Archibald MacLeish, Stéphane Mallarmé, Osip Mandelstam, Christopher Marlowe, Andrew Marvell, John Masefield, Claude McKay, Peter Meinke, Robert Mezey, Edna St. Vincent Millay, Czesław Miłosz, John Milton, Marianne Moore, Thomas Nashe, Pablo Neruda, Sharon Olds, Mary Oliver, Ovid, Wilfred Owen, Boris Pasternak, Octavio Paz, Francesco Petrarca (Petrarch), Marge Piercy, Robert Pinsky, Sylvia Plath, Edgar Allan Poe, Alexander Pope, Ezra Pound, Jacques Prévert, Sir Walter Raleigh, John Crowe Ransom, Henry Reed, Alastair Reid, Adrienne Rich, Rainer Maria Rilke, Arthur Rimbaud, Edwin Arlington Robinson, Theodore Roethke, Kraft Rompf, Christina Rossetti, Dante Gabriel Rossetti, Rumi, Kay Ryan, Carl Sandburg, Sappho, Anne Sexton, William Shakespeare, Percy Bysshe Shelley, Sir Philip Sidney, John Skelton, Gary Snyder, Robert Southwell, Edmund Spenser, William Stafford, Wallace Stevens, Mark Strand, Henry Howard, Earl of Surrey, May Swenson, Wisława Szymborska, James Tate, Alfred Lord Tennyson, Dylan Thomas, Chidiock Tichborne, Jean Toomer, John Updike, Paul Valéry, César Vallejo, Paul Verlaine, Robert Wallace, Wang Wei, Walt Whitman, Richard Wilbur, William Carlos Williams, William Wordsworth, James Wright, Thomas Wyatt, William Butler Yeats, Yevgeny Yevtushenko.
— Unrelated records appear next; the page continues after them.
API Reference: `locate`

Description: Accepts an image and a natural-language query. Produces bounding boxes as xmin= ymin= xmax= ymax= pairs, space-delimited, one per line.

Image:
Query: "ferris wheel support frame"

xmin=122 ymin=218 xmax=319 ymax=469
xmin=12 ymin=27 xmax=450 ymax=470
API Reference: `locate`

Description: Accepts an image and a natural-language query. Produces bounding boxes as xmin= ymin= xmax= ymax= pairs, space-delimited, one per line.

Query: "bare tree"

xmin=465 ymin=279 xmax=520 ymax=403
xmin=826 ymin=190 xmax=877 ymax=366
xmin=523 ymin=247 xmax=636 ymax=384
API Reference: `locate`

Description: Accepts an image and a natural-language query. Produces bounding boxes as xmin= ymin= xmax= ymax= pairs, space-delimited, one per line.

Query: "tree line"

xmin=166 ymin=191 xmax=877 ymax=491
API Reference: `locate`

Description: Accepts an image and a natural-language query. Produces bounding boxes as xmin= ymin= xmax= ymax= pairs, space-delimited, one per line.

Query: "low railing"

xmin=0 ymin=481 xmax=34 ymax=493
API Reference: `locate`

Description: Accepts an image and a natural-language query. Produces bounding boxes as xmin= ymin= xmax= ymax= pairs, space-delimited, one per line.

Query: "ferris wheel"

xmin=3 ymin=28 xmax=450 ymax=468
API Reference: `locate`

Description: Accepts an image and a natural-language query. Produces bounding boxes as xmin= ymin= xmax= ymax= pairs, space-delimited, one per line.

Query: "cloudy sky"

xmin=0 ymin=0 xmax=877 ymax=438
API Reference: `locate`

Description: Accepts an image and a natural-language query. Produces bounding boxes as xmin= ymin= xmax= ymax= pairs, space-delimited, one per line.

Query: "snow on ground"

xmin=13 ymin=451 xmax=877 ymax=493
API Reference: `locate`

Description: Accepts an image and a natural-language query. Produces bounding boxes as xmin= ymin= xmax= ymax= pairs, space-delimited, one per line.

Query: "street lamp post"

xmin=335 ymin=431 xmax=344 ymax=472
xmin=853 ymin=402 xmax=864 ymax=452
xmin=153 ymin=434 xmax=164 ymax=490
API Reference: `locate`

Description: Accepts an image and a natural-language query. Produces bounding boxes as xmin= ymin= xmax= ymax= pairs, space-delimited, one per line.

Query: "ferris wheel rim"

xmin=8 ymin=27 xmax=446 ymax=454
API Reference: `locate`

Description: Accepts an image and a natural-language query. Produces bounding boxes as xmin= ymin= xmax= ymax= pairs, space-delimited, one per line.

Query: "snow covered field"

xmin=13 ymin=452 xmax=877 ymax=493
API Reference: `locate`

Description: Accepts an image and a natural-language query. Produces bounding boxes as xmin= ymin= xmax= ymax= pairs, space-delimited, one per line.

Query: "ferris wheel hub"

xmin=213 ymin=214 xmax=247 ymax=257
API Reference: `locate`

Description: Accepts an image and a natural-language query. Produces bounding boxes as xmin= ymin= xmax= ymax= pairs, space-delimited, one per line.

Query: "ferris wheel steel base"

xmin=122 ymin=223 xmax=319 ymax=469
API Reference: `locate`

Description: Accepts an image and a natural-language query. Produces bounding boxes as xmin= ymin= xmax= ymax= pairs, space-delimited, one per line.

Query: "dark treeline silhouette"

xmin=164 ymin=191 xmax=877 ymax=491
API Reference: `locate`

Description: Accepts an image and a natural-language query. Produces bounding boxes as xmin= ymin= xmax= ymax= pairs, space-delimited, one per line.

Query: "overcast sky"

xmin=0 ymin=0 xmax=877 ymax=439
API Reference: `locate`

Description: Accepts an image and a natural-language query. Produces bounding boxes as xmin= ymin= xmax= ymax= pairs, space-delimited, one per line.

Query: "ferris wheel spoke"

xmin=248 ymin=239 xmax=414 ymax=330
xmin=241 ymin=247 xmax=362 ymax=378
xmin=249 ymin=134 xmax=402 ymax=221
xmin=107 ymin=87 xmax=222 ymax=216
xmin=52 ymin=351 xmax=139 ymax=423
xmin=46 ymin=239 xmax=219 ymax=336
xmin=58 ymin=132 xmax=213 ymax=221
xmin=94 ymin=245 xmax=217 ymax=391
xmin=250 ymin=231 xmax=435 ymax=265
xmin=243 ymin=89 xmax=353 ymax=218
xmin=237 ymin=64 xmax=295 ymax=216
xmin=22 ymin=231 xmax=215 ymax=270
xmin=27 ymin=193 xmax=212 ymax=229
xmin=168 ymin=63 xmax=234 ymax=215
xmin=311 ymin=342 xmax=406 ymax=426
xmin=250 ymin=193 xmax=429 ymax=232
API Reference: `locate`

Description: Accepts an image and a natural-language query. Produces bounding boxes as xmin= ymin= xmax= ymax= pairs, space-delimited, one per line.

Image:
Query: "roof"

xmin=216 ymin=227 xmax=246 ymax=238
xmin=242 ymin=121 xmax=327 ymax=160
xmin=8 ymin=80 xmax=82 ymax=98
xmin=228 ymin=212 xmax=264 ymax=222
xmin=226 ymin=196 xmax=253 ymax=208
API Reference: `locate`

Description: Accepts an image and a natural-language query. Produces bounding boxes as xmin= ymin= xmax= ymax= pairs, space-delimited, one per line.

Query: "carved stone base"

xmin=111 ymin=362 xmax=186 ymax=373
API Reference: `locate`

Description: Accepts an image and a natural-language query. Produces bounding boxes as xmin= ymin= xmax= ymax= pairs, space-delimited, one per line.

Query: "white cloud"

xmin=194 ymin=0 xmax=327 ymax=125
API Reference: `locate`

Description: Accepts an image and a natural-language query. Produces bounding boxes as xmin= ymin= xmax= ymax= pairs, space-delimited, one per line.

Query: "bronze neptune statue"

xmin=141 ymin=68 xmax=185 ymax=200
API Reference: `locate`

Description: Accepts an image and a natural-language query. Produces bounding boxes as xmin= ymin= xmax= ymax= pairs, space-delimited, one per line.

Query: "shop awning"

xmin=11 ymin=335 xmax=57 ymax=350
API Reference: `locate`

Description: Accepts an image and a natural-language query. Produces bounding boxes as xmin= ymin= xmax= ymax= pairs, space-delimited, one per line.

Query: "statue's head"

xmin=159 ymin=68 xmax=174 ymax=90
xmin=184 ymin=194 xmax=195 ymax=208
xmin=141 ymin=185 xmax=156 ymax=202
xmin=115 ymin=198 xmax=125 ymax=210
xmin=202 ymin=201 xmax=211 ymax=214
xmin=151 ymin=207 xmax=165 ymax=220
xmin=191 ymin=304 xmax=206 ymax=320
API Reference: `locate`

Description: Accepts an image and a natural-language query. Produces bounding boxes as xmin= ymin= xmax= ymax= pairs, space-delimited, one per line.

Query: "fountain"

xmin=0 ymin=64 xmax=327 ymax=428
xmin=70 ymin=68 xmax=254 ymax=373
Some of the authors and works named here you have, very likely, already read—perhaps before you were ready to appreciate them. If you were lucky, you read them at an age-appropriate time, or, even better, you may have read them a second or third time as an adult. If you haven’t, perhaps it’s time you should. As Thoreau also remarked about reading: “To read well, that is, to read true books in a true spirit, is a noble exercise, and one that will task the reader.… It requires a training such as the athletes underwent, the steady intention almost of the whole life” (403). Thoreau’s observation captures the challenge and the opportunity, the work and the pleasure of reading the best works of literature we can find.”